You are throwing away a lot of valuable data by dropping "duplicates" because these observations are not really duplicates at all; your data appears to be a collection of distinct time series from a variety of different stores.
You can still use ARIMA here, but ARIMA is a univariate time series method. Some possible approaches off the top of my head;
1) Aggregate each individual time series/row by date (i.e. take the mean/median) so that you have an overall time series that is now independent of the store number. Depending on what you are trying to do, this might be okay, but you are still losing information here that could be useful.
2) Fit a single ARIMA/automated forecasting method to each individual time series you have in your dataset (so, fit a forecasting method to each individual store) and then use hierarchical time series methods to reconcile the fitted time series to the actual sum of all time series you observed in your dataset. Probably a more accurate method than 1), but more computation required.

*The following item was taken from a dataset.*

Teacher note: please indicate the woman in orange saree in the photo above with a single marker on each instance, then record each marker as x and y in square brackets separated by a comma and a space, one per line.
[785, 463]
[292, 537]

3) Leave your dataset as you have shown, but change the date column to a time feature(s), example: 2017-03-15 is now 2017 + 74/365, or 2017-03-15 is now many columns; year = 2017, month = March, day = 15, week = 3, dayofWeek = Monday, or something like that. Now, treat the problem as a supervised learning (regression) problem. Incorporate lagged values of the target variable, or moving averages to (hopefully) capture short term trends. Indicate holidays/significant events on calendars, or promotional sales if you have access. Use store id's as a feature. In effect, you are trying to learn unique patterns specific to each store while also learning "global" patterns over all time series (if they exist). This is a more "machine learning" approach to time series forecasting and it works quite well for datasets that you appear to have; but it requires a lot of feature engineering (in general).